What is your focus?
Let’s look into the future. You just died and went to heaven – or so you hope! You are amazed when you get there to find people you never expected to find. You comment to God: “I never expected to find some of these people here and, by the way, why is everyone so quiet?” God said, “They didn’t expect to see you here.”
Many of us will be surprised when we get to heaven and see who is there and who enjoys a more exalted position. The point is that things don’t always go the way expected! In the Gospel lesson, Jesus’s disciples had great hopes that the Lord, whom they called the Messiah, would be the one to liberate Israel from the Romans and from the tyranny of the ruling class. However, Jesus, for the second time, told them in unmistakable terms that he will soon be handed over to those who will kill him and three days after his death He will rise from the dead. This is not what they wanted or expected. While out of Jesus’s hearing range, they started to argue among themselves. If Jesus were really going to be put to death, who would take over, who was the greatest among them?
Jesus knew they were arguing; so, he decided to teach them a lesson. He said, “If anyone wishes to be first, he shall be the last of all and the servant of all.” Placing a child in their midst, and putting his arms around it, he said “Whoever receives one child such as this in my name, receives me; and whoever receives me, receives not me but the One who sent me.”
Where did the disciples go wrong? And for that matter completing my opening story, where do we go wrong? The big mistake is taking our eyes off Jesus. St. Thomas Aquinas said that our most fundamental problem in the spiritual order occurs when we take our focus off God and substitute wealth, pleasure, power, and fame (honor).
For example, when we come to Mass on Sunday morning, if we come to hear a great and inspiring homily, or good singing and music, we are not focused on Jesus but on pleasure. In our current economy, where high inflation dominates our daily living, our focus is turned to our own pursuit of wealth rather than on our dependence on God’s help. Our mistake is turning away from God while in the pursuit of money to pay our bills. Where is our humility and dependance on God for help? Jesus must always be our focus. The disciples’ mistake was in seeking power and dominance over others or wanting to be famous and recognized as more important than others. Jesus was teaching them to be servants, taking the last place rather than first place.

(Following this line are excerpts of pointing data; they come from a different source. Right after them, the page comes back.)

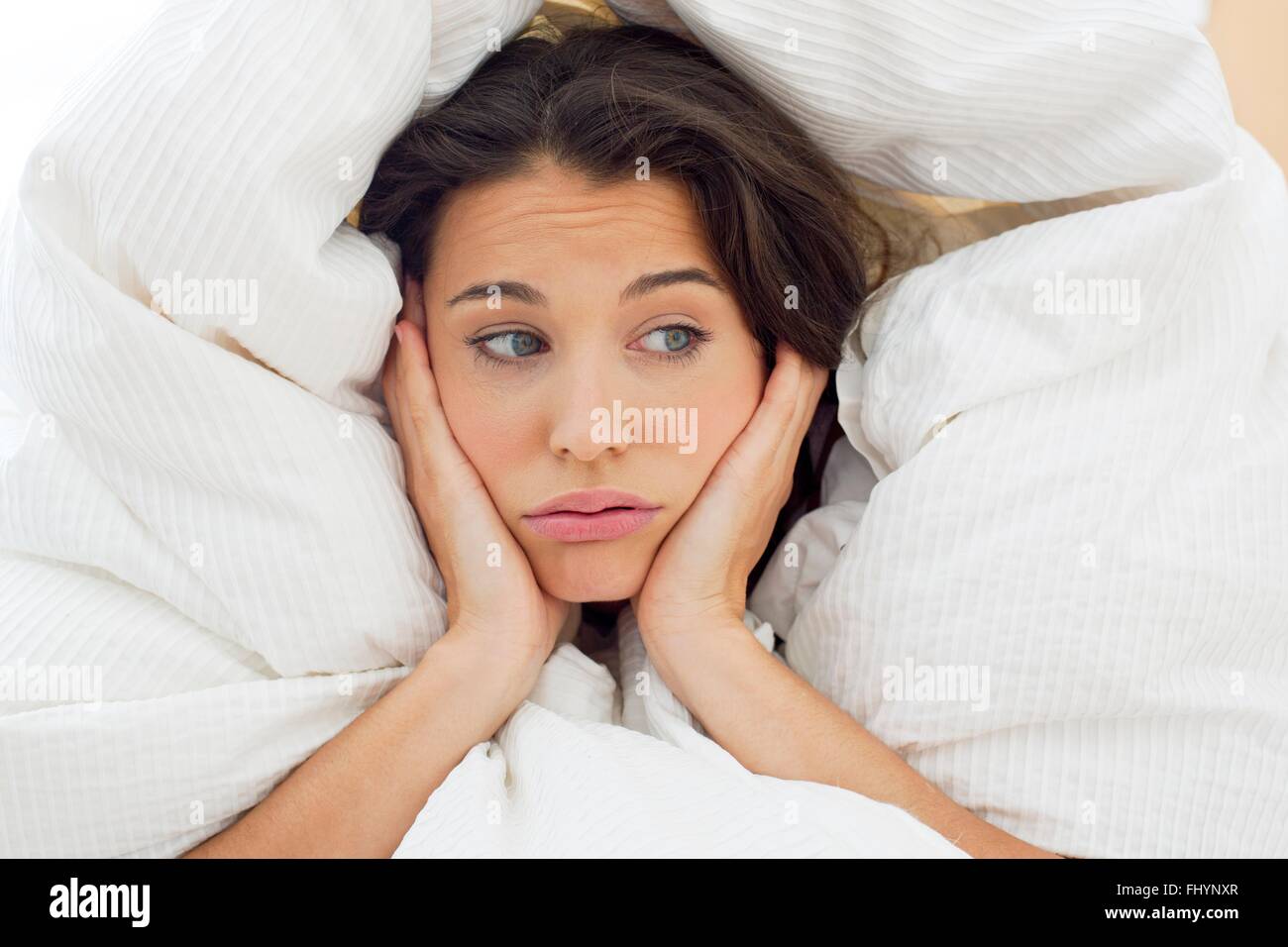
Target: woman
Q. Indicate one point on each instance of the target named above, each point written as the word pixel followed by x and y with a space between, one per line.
pixel 608 217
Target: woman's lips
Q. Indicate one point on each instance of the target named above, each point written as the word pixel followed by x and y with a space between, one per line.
pixel 583 527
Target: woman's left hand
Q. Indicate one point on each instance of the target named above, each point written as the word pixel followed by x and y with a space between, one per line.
pixel 699 573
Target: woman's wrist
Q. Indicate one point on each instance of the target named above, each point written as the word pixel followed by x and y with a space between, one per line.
pixel 492 681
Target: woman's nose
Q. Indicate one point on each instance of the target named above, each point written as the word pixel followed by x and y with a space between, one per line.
pixel 583 414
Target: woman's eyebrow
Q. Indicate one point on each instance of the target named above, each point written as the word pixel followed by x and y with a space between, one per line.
pixel 639 286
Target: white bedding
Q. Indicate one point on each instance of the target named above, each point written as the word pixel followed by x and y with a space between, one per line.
pixel 207 508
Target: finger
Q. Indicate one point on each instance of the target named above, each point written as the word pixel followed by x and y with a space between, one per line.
pixel 425 415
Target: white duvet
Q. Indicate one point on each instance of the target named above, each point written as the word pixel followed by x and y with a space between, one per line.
pixel 204 512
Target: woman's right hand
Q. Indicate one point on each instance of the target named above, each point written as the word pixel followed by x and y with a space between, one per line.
pixel 500 605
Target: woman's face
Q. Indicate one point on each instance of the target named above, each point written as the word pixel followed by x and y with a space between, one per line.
pixel 528 369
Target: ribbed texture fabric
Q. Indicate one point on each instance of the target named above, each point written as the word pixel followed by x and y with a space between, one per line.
pixel 1090 508
pixel 204 513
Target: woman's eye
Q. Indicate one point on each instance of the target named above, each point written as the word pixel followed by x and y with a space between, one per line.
pixel 511 344
pixel 669 339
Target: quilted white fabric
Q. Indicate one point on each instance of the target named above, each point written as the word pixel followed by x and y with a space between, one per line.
pixel 1080 425
pixel 204 523
pixel 1089 505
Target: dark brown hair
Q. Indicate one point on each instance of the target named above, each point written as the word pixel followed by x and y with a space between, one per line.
pixel 596 99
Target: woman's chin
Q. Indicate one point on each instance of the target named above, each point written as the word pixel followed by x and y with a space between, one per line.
pixel 591 577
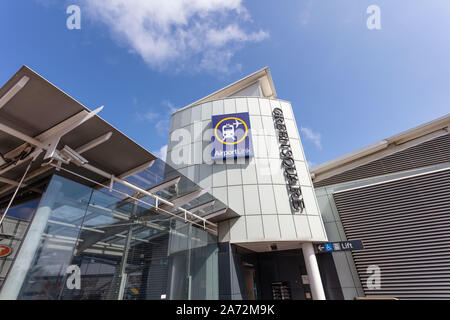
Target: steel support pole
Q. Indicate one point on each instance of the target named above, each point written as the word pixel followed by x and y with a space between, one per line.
pixel 313 271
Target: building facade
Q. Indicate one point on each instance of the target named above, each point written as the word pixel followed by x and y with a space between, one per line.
pixel 393 195
pixel 270 245
pixel 80 219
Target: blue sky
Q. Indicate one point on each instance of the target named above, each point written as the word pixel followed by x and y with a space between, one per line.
pixel 349 86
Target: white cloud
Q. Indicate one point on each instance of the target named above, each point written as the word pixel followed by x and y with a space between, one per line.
pixel 316 138
pixel 184 33
pixel 160 120
pixel 161 153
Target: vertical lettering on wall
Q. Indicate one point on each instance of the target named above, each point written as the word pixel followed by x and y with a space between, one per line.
pixel 288 162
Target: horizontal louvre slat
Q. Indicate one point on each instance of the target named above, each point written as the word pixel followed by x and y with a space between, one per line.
pixel 405 228
pixel 428 153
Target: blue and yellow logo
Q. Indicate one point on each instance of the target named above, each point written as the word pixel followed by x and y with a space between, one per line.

Even now, we must deal with aches and pains that we did not have before. It is more difficult to read the newspaper, and people don’t talk loud enough for us to hear them. We are forced to make changes we never expected to confront in our final days. Our Golden Years are not particularly golden, are they? So, we must make a choice. Either we can get up every morning and be miserable, or we can make the decision to accept the limitations imposed upon us by advanced age and make the best of each day relying on God’s help and support.
St. Francis de Sales wrote “Do not worry about what might happen tomorrow; the same loving Father who takes care of you today, will take care of you tomorrow and every day. Either He will shield you from suffering, or He will give you unfailing strength to bear it. Be at peace, then, and put aside all anxious thoughts and imaginations.”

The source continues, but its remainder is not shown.